Cayó la última noche del Toa en Mal Nombre ‒el lugar‒ y la comida aún no estaba lista, pues los del Dos no lograban que la candela cogiera fuerza. Con el paso del tiempo, el hambre fue adquiriendo dimensiones respetables. A la espera de la comida estaba el Oso conversando con el Gaby, cuando este último se desmayó sin previo aviso. De inmediato se armó el ajetreo para que se recuperara. Solo unos segundos estuvo el Gaby en otro mundo y, al despertarse, dijo una frase que quedó para la posteridad: “Me fui del aire”.

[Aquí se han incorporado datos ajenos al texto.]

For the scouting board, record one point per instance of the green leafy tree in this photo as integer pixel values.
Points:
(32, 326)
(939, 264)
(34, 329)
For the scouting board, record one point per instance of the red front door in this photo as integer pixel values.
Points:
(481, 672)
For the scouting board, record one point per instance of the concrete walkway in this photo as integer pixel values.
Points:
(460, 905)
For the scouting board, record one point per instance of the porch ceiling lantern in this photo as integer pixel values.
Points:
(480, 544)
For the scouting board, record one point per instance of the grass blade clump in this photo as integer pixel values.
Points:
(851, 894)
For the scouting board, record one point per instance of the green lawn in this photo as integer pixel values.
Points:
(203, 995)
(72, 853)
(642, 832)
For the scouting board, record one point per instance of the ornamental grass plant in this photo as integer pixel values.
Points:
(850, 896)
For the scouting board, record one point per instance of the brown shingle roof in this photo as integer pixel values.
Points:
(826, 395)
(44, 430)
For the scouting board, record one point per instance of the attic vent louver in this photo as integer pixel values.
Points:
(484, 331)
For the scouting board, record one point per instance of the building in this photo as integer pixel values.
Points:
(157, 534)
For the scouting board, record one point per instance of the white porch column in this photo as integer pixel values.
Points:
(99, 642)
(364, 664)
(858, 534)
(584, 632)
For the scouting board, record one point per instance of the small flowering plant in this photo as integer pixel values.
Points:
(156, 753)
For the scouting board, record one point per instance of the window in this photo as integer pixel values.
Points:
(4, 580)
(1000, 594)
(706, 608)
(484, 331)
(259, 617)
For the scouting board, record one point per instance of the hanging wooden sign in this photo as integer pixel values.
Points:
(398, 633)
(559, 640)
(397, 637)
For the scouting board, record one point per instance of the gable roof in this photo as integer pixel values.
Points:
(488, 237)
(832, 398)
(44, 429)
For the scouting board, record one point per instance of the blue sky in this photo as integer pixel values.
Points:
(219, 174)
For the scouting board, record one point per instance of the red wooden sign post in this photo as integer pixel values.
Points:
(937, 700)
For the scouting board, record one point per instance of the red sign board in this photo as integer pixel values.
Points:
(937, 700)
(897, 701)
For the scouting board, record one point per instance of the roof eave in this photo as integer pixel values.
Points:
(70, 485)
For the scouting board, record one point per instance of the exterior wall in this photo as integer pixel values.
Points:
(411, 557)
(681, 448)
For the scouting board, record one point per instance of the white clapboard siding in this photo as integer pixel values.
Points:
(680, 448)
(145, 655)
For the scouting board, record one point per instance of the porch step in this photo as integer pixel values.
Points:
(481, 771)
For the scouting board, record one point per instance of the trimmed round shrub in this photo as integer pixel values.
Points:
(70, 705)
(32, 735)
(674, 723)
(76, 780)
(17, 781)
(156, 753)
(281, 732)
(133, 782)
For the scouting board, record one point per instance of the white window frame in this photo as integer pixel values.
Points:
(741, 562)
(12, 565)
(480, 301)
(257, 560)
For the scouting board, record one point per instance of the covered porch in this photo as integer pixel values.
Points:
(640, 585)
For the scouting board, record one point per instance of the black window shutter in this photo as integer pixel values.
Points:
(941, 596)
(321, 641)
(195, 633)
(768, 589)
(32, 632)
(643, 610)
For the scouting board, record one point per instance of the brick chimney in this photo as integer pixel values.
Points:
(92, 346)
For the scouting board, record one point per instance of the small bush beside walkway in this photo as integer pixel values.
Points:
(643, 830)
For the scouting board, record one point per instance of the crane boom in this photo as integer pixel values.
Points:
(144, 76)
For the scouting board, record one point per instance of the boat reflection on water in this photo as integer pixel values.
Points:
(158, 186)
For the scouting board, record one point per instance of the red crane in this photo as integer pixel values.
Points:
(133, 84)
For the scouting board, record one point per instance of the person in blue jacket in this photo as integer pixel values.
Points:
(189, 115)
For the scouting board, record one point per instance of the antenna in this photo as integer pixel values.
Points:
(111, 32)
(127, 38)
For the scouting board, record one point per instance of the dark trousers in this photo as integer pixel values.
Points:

Esa noche la lluvia se volvió un tormento, que tratamos de paliar tirándonos las balsas por encima. En esa época no teníamos tiendas de campaña.
Cambio generacional
Domingo 18 de agosto de 1996
Temprano en la mañana entramos en la ciudad de La Habana, concluyendo el viaje en la Estación Central de Ferrocarriles. Terminaba así la octava guerrilla de verano de Mal Nombre. Con el Toa del 96, una generación de veteranos malnombristas ponía fin a su participación en guerrillas de verano, pero una nueva hornada de guerrilleros ‒teniendo al Polo Científico como principal fuente‒ se iniciaba en los caminos de Mal Nombre. En el Toa, los nuevos aprendieron de los veteranos, para seguir trasmitiendo y enriqueciendo la experiencia de Mal Nombre en su andar por el bello archipiélago cubano.